Boering has already made a major contribution with her isotopic enrichment observations. In a paper that appeared in Nature magazine in 2003, Boering and colleagues reported on research that helped balance the molecular hydrogen (H2) budget for the planet. Just as a household budget tracks income and expenses, a budget for an element like hydrogen attempts to account for all the sources and sinks.

top

 

NASA ER-2 aircraft

The NASA ER-2 research aircraft can carry a full range of instruments to altitudes of 70,000 feet.

The pattern of hydrogen concentration in the atmosphere and its isotopic composition had been at odds with what scientists expected, throwing the hydrogen budget out of balance. It appeared that both atmospheric reactions and the soil were acting as large sinks. Researchers knew that soil microbes metabolized hydrogen, removing it from the atmosphere. Other researchers noted the high concentration of deuterium in the atmosphere near earth's surface and assumed this was due to isotopic enrichment of hydrogen as it reacts with other atmospheric gases. Boering's observations explained the discrepancies.

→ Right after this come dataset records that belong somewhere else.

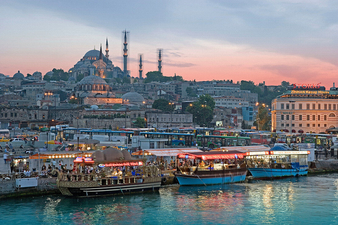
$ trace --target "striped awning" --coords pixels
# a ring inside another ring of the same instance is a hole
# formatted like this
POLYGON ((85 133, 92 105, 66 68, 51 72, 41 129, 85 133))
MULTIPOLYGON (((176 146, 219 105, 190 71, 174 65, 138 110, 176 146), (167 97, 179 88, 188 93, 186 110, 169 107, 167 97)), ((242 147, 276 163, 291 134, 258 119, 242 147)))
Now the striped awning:
POLYGON ((96 146, 105 146, 105 147, 121 147, 122 146, 121 145, 119 144, 115 144, 114 143, 109 143, 109 144, 105 144, 104 143, 99 143, 98 144, 96 144, 96 146))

Using the stratosphere as her laboratory, she and her co-authors demonstrated that the high concentration of deuterium in the stratosphere, and by analogy in the lower atmosphere, was also due to the oxidation of methane, which is a major source of hydrogen.

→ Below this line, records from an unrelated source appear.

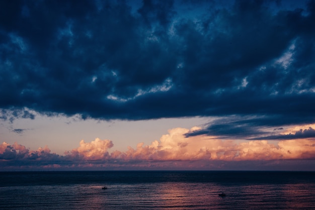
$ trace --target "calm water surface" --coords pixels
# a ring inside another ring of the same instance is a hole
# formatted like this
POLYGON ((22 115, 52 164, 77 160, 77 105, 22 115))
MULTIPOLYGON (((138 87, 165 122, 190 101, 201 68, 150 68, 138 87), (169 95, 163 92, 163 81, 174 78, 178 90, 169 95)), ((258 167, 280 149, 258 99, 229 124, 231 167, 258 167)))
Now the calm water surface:
POLYGON ((16 172, 0 180, 4 209, 315 209, 314 172, 16 172))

With the hydrogen sources and sinks more precisely calculated, the hydrogen budget balanced. "It's a good thing to understand the hydrogen budget today," says Boering, "because if we switch to a hydrogen–based energy system, due to leaks there may be a large new source of hydrogen in the atmosphere, and we need to understand where the leaking hydrogen will go, what will happen to it chemically, and what the implications might be for climate change."

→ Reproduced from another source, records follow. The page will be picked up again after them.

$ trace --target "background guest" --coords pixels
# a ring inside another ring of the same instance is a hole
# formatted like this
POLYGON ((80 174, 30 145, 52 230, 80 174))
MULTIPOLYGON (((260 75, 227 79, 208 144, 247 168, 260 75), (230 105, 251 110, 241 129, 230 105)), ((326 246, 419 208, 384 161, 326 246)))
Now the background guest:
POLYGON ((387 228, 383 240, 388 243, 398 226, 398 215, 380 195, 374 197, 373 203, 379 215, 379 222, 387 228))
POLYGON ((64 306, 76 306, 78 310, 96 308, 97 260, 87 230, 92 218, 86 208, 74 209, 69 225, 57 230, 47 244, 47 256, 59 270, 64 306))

For Boering, many questions are left to be answered. As the troposphere warms, it appears the stratosphere is cooling, while the amount of water vapor in the stratosphere is rising. Add to this mix plans for a new generation of high-altitude commercial jetliners — next generation Concordes — that could inject combustion by-products directly into the stratosphere.

"We don't yet know what the outcome of these combined changes will be," concludes Boering, "but there is a possibility that we'll see increased chlorine activation and the loss of ozone. And there may be additional implications for climate change that we don't understand yet. As an atmospheric chemist, I think it's imperative to find new observational and modeling tools to help us understand and predict these changes."